In a similarly de-contextualised way, the Brazilian right-wing think tank, Von Mises Institute, published a piece in 2015, as right-wing political radicalisation was increasing with demonstrations against the centre-left Worker’s Party, titled All the socialists want to be Denmark – should they? (11) Under this polemic title the article divides society into a “parasitic” class and an “entrepreneurial” one, while arguing that freedom would flourish if Brazil abolished its minimum wage - because, it is claimed, Denmark has no such legislation.
However, this claim is decontextualized as it ignores Denmark’s corporatist tripartite system, in which unions, employers, and the state negotiate sectoral agreements that function, in law and practice, as wage floors. That arrangement is viable only thanks to high union density and socioeconomic equality - conditions lacking in Brazil, where big business wields outsized power over politics, particularly on the right, including with the use of physical violence, most notably with the murder of journalists and human rights defenders. Furthermore, the Institute’s article also notes that dismissed workers receive no statutory severance pay in Denmark while omitting the generous unemployment insurance and activation policies funded by high taxes, which give the Danish model its famed flexibility.

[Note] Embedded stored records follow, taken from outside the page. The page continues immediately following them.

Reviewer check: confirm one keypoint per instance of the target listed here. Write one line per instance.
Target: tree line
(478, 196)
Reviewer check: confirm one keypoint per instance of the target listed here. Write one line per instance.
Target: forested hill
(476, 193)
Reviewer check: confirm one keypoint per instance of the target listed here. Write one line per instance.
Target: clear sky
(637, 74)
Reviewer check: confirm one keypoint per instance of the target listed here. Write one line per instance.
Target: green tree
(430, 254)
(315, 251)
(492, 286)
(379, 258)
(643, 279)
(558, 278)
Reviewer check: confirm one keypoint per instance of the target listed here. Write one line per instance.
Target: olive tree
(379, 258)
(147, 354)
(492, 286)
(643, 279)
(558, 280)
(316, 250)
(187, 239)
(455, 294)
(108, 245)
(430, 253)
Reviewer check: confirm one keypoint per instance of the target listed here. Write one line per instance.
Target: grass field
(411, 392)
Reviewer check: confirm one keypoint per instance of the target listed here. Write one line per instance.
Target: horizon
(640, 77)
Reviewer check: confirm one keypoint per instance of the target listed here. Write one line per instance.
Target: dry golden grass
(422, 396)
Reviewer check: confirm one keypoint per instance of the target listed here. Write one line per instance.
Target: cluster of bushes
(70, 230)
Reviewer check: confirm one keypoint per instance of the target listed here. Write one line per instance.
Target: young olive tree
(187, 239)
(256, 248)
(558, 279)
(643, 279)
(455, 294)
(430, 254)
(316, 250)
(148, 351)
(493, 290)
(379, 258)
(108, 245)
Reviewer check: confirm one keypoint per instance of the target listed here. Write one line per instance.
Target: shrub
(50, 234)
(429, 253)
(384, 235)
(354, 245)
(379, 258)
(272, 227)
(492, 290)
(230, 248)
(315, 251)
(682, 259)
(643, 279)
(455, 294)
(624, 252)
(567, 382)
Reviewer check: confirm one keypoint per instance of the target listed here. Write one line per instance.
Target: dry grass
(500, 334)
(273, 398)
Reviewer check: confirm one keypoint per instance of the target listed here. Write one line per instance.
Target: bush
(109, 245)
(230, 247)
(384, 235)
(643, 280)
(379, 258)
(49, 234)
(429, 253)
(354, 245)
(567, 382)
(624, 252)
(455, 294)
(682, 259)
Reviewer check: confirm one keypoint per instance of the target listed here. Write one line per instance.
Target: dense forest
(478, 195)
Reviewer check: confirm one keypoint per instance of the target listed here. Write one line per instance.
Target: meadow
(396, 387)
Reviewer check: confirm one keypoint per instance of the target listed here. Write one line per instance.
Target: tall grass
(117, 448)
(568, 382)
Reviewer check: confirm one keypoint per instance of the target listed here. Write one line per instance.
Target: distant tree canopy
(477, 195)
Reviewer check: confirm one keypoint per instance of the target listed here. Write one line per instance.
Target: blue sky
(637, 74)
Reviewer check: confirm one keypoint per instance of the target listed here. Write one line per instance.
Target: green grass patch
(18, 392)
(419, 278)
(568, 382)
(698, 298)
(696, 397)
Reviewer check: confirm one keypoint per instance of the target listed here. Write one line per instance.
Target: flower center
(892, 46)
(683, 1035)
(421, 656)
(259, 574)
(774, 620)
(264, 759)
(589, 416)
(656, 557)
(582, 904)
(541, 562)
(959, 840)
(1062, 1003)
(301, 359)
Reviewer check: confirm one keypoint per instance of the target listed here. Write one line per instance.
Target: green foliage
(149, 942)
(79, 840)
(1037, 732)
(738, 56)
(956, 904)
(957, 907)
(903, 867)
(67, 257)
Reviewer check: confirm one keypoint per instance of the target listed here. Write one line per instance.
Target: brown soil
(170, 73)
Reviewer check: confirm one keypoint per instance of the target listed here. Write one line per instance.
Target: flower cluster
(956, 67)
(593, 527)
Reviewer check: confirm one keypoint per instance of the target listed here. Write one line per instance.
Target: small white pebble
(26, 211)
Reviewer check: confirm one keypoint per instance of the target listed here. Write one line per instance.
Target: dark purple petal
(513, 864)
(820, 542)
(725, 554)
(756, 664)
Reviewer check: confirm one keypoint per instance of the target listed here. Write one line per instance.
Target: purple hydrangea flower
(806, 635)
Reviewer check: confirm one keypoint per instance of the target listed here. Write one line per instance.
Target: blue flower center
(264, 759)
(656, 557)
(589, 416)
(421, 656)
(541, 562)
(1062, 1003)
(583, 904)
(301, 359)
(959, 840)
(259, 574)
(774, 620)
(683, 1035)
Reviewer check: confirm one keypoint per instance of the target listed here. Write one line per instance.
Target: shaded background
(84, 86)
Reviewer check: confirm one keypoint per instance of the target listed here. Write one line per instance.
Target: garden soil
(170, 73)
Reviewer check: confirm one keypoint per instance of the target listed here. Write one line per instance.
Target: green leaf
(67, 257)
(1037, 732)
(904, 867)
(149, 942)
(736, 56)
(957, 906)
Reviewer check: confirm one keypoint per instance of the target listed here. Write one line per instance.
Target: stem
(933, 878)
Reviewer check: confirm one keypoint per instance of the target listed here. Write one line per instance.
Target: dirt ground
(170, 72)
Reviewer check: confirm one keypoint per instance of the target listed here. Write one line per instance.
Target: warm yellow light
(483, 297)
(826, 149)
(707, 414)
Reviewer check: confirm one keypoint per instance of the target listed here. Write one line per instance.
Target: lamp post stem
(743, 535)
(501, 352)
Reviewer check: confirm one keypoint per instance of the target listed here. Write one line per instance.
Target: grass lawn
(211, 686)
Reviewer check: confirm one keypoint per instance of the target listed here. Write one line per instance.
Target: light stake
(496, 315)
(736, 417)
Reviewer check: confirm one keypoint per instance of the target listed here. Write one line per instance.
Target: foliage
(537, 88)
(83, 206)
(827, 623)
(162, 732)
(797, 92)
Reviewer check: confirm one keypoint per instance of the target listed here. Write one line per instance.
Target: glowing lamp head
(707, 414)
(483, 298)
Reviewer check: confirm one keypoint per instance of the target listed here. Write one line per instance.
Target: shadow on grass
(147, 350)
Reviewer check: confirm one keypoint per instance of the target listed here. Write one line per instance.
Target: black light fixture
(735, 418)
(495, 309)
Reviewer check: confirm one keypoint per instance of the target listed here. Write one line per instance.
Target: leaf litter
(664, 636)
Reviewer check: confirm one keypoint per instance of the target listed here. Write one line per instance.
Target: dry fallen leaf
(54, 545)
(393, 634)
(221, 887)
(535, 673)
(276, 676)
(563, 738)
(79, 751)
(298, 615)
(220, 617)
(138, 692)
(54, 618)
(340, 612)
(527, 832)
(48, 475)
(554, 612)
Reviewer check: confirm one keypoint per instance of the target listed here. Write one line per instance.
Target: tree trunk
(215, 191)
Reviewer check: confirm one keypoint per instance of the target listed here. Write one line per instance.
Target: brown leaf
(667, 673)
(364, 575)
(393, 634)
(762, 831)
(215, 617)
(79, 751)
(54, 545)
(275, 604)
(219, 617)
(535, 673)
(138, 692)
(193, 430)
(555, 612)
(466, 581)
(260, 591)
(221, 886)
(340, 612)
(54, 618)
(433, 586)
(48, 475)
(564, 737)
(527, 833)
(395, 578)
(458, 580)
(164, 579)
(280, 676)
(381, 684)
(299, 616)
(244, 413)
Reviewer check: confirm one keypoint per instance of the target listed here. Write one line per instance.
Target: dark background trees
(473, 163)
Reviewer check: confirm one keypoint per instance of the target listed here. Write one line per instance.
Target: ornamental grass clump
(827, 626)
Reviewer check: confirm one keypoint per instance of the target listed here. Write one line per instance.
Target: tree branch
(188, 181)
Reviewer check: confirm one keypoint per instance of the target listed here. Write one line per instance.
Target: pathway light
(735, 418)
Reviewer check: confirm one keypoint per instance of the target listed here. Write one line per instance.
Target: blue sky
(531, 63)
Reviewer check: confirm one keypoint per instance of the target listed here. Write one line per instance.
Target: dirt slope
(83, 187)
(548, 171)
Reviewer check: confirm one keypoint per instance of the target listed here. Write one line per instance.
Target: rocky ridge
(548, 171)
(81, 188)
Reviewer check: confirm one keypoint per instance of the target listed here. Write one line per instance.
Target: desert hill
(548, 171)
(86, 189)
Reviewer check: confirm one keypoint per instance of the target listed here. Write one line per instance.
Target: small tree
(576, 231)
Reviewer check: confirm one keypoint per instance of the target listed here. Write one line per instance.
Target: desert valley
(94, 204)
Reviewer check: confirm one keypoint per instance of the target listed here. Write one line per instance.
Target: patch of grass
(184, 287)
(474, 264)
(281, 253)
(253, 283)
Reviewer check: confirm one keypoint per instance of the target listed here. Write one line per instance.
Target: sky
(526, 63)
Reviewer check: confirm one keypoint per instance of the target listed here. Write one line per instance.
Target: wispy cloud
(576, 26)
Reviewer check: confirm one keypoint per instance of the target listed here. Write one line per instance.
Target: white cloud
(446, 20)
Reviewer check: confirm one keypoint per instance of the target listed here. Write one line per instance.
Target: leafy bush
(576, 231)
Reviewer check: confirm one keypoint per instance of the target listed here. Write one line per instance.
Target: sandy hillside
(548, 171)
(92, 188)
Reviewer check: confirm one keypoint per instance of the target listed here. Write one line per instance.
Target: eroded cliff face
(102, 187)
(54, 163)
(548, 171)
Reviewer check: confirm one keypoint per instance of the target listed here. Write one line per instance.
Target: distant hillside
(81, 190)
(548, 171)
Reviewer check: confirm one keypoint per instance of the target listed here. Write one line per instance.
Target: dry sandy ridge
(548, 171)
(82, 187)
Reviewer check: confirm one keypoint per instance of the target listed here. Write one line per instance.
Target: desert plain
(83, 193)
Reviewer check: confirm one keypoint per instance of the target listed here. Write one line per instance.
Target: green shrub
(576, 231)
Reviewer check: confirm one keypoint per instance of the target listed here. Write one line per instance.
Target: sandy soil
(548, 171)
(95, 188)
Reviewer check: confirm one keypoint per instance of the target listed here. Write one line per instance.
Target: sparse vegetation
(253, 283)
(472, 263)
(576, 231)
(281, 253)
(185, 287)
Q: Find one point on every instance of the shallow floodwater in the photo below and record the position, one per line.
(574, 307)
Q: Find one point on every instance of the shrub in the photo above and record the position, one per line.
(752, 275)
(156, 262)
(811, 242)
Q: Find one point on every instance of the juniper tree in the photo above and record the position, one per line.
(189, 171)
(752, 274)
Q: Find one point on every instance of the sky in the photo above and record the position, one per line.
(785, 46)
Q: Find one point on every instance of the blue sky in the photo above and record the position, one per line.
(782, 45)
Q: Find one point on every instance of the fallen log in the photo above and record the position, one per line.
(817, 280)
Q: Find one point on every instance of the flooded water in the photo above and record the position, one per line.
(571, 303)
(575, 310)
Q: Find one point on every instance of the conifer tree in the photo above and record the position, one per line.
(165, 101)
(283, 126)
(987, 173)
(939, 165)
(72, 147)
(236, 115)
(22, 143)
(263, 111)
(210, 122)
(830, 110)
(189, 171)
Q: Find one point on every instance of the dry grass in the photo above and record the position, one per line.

Conclusion – Scandinavia as a moral co-ordinate for panic and fake news
The two examples show how parts of the Latin-American right use Scandinavian countries as moral reference points. Once stripped of context, these societies legitimise contradictory projects: rolling back welfare while deploying a civilisational rhetoric of whiteness and “cultural” superiority. Understanding this moral geography of fake news reveals how colonial imaginaries of progress and underdevelopment continue to shape a hyper-connected world where information travels instantly yet through historically conditioned filters which the algorithm tends to reinforce as the cognitive bias towards confirmation. Combating disinformation therefore demands grappling with the culturalist narratives that render such distortions plausible, as only an informed, plural, and critically engaged democracy can take full account of Brazilian – and global - history, culture, and society as an interconnected whole, rather than a series of discrete cultures that can be ranked on hierarchical scales.